1.                  The sole control of the property remains in the hands of the true owner.

2.                  No consent is required of the prospective transferee to sell or transfer the property to a third party.

3.                  No consent is required of the prospective transferee to mortgage the property.

4.                  No gift is made at the creation of the Grantor’s Deed to Take Effect Upon Death; consequently no Federal Gift Tax Return is required to be filed upon the creation of the deed.  But when an owner is placing a third party on a deed as a joint tenant without any consideration being given by the third party, a gift has been made by the owner and a Federal Gift Tax Return is required by the owner.

5.                  The real property is not subject to the debts of the prospective transferee, whereas the property held in joint tenancy is subject to the debts of both joint tenants.

6.                  Upon the death of the true owner there is a step up in basis on the entire property instead of only one-half of the value similar to the example explained above.

7.                  The designation of the prospective transferee can be changed at any time to someone else by revoking the initial deed and executing a new Grantor’s Deed to Take Effect Upon Death, designating the new prospective transferee.

 

Improvements in Practice

 

Through my 15 years as Probate Commissioner I have made the following observations, and I am of the opinion that they will be helpful to you in your practice. 

 

First and foremost, if you have a question of law, the best place to go for information is to read the law and its annotations carefully.  I will never forget the lesson I learned from a practitioner with many years of experience, from whom I rented space when I was just getting started in my practice.
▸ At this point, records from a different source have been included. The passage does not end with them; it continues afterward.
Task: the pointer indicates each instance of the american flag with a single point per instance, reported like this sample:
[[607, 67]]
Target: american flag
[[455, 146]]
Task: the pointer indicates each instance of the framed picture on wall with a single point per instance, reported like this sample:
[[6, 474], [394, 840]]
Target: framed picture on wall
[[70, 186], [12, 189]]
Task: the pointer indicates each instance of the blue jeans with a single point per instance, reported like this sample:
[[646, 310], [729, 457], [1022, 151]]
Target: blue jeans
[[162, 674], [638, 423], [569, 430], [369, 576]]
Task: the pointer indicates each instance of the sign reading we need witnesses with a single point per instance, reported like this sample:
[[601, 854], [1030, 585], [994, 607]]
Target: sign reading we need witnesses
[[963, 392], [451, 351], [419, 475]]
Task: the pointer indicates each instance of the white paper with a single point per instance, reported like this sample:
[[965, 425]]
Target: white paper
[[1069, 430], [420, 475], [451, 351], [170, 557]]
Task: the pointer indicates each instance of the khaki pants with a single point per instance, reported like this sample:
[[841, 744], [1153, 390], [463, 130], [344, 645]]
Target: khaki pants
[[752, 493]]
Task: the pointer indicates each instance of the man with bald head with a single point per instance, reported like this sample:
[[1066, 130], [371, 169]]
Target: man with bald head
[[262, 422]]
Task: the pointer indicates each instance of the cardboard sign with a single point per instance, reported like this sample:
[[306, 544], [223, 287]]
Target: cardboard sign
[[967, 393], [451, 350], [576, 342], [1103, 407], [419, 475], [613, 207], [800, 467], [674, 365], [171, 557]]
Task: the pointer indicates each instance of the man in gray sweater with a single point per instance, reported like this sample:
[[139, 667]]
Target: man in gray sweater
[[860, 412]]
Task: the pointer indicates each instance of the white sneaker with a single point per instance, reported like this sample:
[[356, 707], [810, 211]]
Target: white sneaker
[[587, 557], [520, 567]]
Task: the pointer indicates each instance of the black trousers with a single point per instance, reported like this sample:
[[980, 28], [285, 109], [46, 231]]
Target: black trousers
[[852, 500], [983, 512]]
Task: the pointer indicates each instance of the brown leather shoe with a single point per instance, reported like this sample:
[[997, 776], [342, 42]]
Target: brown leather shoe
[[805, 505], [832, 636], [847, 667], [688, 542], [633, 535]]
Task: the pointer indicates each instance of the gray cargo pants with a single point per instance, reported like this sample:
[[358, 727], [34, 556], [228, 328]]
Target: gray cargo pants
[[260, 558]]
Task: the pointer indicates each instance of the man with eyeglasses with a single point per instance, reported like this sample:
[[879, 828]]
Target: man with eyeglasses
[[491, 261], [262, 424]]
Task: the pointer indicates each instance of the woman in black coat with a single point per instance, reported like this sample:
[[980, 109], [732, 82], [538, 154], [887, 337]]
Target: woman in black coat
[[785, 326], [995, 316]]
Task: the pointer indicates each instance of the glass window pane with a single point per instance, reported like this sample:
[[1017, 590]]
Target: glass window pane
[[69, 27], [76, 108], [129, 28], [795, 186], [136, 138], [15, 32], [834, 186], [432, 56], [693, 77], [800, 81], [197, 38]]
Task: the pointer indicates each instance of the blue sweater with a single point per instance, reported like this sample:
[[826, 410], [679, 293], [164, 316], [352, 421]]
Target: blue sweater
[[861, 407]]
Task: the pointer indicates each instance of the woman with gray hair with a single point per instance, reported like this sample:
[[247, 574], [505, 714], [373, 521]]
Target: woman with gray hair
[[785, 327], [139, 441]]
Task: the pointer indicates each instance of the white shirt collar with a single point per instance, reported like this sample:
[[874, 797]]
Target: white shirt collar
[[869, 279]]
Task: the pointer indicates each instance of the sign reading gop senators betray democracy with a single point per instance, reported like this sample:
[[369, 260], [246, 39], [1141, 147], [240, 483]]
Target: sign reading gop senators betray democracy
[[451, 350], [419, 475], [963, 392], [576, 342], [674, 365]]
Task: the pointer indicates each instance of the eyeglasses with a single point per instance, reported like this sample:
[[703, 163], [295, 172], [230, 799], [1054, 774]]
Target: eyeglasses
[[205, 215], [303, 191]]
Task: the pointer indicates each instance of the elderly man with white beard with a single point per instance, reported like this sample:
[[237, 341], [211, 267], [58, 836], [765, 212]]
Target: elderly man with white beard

I would go to him seeking answers to certain questions of law.  His response was always, “Don, did you look at the law and the annotations?” On many occasions I would have to admit that I had not done so.  If I had reviewed the law, I usually could have answered the questions myself.

 

Under the new Eighth Judicial District Rule 2.27, exhibits of all pleadings that are in excess of 10 pages need to be consecutively numbered in the documents in the lower right-hand corner.  It is my suggestion that in addition to this requirement when referring to the exhibit within the pleadings, you place in parentheses the consecutive page numbers of where the exhibits are found.  For example, put “Exhibit C (p. 33-40).”  This makes it easier for the judges and other attorneys to refer to the documents, and makes the legal process more effective and time-efficient.

 

Also as attorneys, we need to know that the legal papers we produce are similar to the creation by artists in the pictures they paint.  We need to take pride in the documents we prepare, whether they are the petitions, orders, wills, trusts or letters of communication.  The final product of our legal papers is a direct reflection upon our care and thoughtfulness in the practice of law.  Time is never wasted in proofreading your final documents.  Of the many documents I have reviewed over the years, it does not take long for the picture to become evident as to which attorneys have taken real pride in their end product.  Those who put forth the effort will be highly rewarded in their reputation not only with clients, but also by fellow attorneys and the judges they appear before.

 

My daughter, who is an attorney and wishes she could charge me her hourly fee, got demoted to be my pro bono legal secretary for this article.  However, she has six children and it has become evident to me because of the noise volume that it is definitely time for her and her brood to go home and for me to slip back into retirement.

 

Former Probate Commissioner Don W. Ashworth, a native Nevadan, has been a member of the State Bar of Nevada for over 35 years.  He has worked as a practicing attorney, a state senator and corporate counsel, and was probate commissioner of the Eighth Judicial District Court for over fifteen years.